Livermore Lab "Watchdog" Group Calls For Criminal Investigation Into Cover-Up of Mega-Laser Technical Difficulties, Budget Overruns; Cites Soon To Be Released Audit of National Ignition Facility

A General Accounting Office (GAO) report, slated to be released later this week, details a "clear pattern of deceit, fraud and abuse by top management officials intent on covering up budget hemorrhages and technical problems at the National Ignition Facility" under construction at the Department of Energy's (DOE) Lawrence Livermore National Laboratory, according to a Livermore-based organization that monitors lab activities.

Over the past 8 years, Tri-Valley CAREs has studied and publicized the serious scientific, technical, budgetary, environmental and nuclear proliferation risks posed by NIF construction and operation.

"A criminal investigation is warranted. Institutions and individuals have engaged in cover-up, looked the other way and, in some cases, repeatedly lied to Congress," explained Tri-Valley CAREs' executive director, Marylia Kelley. "Further, it's we taxpayers who are continuing to pay for this fraud."

Kelley added, "A chronology of events shows that the NIF deception has involved top management at Livermore Lab, at the University of California (UC), which manages the weapons lab, and at DOE, the Livermore Lab's parent agency."

The federal auditors found that Livermore Lab and DOE edited a report on NIF before sending it to Congress -- and touted it as the work of an "outside" analysis giving NIF rave reviews.
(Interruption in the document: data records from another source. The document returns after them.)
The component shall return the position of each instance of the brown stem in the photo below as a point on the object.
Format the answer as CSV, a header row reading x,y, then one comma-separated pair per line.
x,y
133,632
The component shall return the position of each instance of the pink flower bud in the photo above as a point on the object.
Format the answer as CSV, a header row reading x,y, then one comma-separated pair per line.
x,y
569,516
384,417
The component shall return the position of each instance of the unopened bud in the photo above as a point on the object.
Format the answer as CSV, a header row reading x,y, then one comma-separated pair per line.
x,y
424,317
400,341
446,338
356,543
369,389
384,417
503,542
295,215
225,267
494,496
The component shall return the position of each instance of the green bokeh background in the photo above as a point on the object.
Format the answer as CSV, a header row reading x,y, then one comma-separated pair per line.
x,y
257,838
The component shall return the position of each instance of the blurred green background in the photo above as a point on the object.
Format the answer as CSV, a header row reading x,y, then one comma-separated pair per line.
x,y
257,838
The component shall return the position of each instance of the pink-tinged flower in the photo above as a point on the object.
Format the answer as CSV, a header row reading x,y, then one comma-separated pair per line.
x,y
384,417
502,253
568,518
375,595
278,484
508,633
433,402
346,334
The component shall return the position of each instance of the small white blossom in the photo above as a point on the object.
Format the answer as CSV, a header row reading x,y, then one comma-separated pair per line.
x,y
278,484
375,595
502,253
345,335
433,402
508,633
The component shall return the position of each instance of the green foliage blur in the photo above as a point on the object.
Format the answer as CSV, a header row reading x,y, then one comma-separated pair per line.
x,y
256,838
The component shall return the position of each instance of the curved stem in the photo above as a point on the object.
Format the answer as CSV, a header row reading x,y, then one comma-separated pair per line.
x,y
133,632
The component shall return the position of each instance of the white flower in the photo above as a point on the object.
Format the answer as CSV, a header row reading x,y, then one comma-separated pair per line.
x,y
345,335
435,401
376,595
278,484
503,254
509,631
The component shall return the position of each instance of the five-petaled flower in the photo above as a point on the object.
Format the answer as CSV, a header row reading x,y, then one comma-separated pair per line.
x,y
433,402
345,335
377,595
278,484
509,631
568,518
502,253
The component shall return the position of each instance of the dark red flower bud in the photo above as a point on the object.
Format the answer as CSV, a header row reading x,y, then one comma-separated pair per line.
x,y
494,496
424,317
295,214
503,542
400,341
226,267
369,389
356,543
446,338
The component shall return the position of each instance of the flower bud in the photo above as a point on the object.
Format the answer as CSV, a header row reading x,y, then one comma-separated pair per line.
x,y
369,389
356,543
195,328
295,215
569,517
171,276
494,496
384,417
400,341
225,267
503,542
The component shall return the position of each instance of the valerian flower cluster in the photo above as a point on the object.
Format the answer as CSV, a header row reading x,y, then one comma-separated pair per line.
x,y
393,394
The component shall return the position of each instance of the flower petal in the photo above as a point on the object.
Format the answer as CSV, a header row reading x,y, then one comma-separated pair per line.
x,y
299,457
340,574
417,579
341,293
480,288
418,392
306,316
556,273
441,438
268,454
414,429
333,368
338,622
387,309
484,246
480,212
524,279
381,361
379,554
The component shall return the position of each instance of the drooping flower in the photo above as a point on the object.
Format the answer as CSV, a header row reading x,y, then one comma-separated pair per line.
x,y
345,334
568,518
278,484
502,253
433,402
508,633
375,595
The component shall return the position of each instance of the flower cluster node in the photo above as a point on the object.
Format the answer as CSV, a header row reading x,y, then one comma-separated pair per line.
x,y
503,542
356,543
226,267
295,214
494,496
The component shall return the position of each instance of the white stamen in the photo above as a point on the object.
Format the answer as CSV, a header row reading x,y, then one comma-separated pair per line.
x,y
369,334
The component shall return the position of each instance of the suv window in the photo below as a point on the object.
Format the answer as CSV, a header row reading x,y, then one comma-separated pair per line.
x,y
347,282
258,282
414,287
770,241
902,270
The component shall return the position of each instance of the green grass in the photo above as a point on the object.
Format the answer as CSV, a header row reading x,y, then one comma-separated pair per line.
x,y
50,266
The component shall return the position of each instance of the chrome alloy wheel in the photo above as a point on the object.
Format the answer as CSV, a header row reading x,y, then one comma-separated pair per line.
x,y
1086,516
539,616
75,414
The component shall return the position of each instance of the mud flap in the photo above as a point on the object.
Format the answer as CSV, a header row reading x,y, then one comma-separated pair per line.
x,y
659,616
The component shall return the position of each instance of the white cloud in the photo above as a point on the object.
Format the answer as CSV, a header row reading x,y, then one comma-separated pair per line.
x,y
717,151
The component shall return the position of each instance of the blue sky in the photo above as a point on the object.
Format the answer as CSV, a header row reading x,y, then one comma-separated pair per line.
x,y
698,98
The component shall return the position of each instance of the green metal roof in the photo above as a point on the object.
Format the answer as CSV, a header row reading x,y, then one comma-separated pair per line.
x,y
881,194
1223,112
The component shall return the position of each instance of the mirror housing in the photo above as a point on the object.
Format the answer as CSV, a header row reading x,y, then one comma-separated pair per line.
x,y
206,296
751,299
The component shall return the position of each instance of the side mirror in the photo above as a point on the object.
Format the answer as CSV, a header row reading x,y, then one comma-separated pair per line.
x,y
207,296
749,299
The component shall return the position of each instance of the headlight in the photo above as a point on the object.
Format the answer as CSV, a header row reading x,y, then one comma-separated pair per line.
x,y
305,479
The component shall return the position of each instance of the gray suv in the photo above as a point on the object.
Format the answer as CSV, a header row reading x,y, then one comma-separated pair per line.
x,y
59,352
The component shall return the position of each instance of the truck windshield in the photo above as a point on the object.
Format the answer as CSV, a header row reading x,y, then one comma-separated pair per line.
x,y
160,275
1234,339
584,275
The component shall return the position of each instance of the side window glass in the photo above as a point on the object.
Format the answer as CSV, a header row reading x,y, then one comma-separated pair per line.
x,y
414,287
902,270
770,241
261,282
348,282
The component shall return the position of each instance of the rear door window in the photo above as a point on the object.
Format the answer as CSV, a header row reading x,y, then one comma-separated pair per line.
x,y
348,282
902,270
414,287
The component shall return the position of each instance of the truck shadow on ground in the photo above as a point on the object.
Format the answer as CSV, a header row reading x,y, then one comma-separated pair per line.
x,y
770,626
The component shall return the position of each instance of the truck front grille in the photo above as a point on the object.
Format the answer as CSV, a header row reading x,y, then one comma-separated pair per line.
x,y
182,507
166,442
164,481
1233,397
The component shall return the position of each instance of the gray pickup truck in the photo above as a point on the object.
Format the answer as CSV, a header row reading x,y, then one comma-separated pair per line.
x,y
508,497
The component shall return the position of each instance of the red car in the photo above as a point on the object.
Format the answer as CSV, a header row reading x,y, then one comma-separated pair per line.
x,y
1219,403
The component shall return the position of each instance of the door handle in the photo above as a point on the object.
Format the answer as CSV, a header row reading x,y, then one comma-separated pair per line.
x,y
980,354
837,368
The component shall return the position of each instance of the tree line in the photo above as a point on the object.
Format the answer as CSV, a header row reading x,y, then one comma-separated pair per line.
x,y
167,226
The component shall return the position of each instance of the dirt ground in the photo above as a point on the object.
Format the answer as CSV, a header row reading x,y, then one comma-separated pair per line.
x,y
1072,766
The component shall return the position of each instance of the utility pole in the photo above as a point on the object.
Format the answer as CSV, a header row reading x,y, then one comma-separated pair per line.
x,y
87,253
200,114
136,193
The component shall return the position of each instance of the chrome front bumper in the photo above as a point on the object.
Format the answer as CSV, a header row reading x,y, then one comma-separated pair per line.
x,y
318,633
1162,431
Moreover, Livermore Lab and DOE management displayed a similar, long-time pattern of dominating scientific panels with their own staff, while publicizing the results as "independent."
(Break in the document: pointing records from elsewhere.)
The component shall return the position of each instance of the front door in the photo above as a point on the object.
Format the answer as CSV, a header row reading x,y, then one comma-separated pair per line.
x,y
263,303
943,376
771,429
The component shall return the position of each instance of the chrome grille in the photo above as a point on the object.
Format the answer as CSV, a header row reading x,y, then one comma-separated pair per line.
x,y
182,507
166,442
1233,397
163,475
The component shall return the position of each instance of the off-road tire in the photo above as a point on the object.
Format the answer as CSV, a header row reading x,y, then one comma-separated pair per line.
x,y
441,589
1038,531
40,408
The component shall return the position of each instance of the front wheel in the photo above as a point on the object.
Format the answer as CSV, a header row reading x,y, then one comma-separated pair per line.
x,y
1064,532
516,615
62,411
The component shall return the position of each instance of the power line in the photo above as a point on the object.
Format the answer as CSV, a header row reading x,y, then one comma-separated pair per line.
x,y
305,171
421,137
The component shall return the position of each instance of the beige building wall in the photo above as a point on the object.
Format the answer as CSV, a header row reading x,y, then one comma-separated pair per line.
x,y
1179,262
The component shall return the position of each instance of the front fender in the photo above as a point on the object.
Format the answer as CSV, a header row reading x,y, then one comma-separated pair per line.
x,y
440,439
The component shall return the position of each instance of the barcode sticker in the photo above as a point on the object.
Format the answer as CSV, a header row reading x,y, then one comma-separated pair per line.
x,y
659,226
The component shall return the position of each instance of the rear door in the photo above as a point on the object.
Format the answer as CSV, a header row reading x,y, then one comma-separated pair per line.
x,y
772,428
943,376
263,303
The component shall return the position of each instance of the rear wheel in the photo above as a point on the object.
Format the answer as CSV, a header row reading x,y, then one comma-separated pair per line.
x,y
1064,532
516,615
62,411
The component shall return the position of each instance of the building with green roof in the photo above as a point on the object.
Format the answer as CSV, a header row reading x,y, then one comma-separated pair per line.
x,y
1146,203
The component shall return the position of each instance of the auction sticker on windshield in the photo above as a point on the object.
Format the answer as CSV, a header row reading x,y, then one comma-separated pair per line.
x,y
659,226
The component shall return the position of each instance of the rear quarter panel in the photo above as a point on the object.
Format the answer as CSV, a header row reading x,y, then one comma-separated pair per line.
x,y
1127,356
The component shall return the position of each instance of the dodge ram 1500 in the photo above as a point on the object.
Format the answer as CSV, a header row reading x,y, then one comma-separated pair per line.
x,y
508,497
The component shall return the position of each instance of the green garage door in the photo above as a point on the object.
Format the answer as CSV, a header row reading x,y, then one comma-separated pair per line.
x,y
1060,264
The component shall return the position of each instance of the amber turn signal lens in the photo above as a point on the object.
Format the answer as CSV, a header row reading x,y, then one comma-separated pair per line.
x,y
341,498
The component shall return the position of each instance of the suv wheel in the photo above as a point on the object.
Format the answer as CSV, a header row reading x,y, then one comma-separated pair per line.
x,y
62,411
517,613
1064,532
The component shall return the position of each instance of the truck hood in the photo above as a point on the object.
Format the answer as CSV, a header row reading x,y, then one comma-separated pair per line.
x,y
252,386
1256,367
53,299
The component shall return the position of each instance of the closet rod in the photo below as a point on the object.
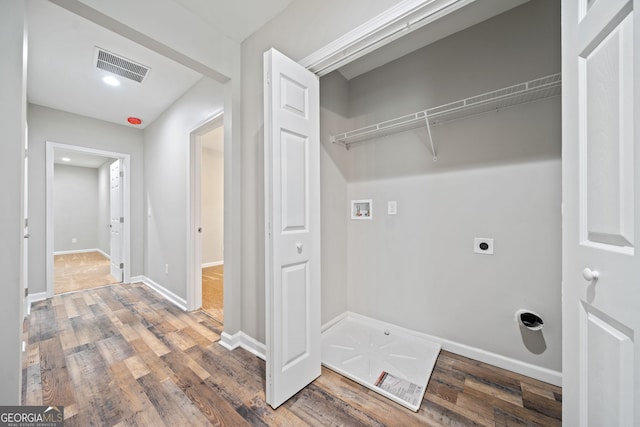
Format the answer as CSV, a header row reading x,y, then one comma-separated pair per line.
x,y
533,90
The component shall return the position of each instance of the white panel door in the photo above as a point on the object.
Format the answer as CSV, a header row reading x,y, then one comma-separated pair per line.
x,y
117,220
292,211
601,192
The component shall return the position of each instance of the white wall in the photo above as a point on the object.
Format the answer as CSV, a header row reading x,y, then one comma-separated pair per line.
x,y
166,175
212,199
75,208
298,31
13,98
46,124
104,207
497,175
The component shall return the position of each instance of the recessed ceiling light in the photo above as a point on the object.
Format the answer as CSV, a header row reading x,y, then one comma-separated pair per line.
x,y
111,81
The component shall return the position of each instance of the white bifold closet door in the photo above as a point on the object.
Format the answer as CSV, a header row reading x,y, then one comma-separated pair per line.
x,y
292,214
601,221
The GAO report also describes how DOE and Livermore Lab lowballed NIF's costs. Officials say they lied to Congress from day one "in the belief that the Congress would not fund NIF at a higher cost," and that they allowed their personal feelings regarding NIF's importance to a single laboratory to overshadow their concerns about presenting Congress with an "unrealistic budget" for the project.

Further, the GAO audit presents a litany of spiraling technical difficulties, cost overruns and schedule slippages. For example, the report shows that in mid-1998 Livermore Lab management and others suspected that NIF was over budget. Before the year's end, laser officials had confirmed that NIF's cost overrun was substantial and that construction would fall behind schedule. Still, the following year, Livermore Lab's director testified twice before Congress that NIF was "on budget and schedule."

DOE now admits that NIF's construction schedule has slipped more than a half-decade, from 2002 to the 2008 "timeframe," with the first ignition experiments to commence two years after that -- in 2010.

The GAO report looks at NIF's pre-completion costs and says they will top $3.9 billion, approximately double earlier DOE projections. Moreover, the report states that "technical uncertainties persist," and therefore costs could continue to rise.

"The NIF scandal continues as DOE, UC and Livermore Lab officials publicly discount serious technical uncertainties and a still-spiraling budget," Kelley charged. "It's high time that Congress acts to restrain the project. A criminal investigation into potential lawbreaking is called for here, not further construction."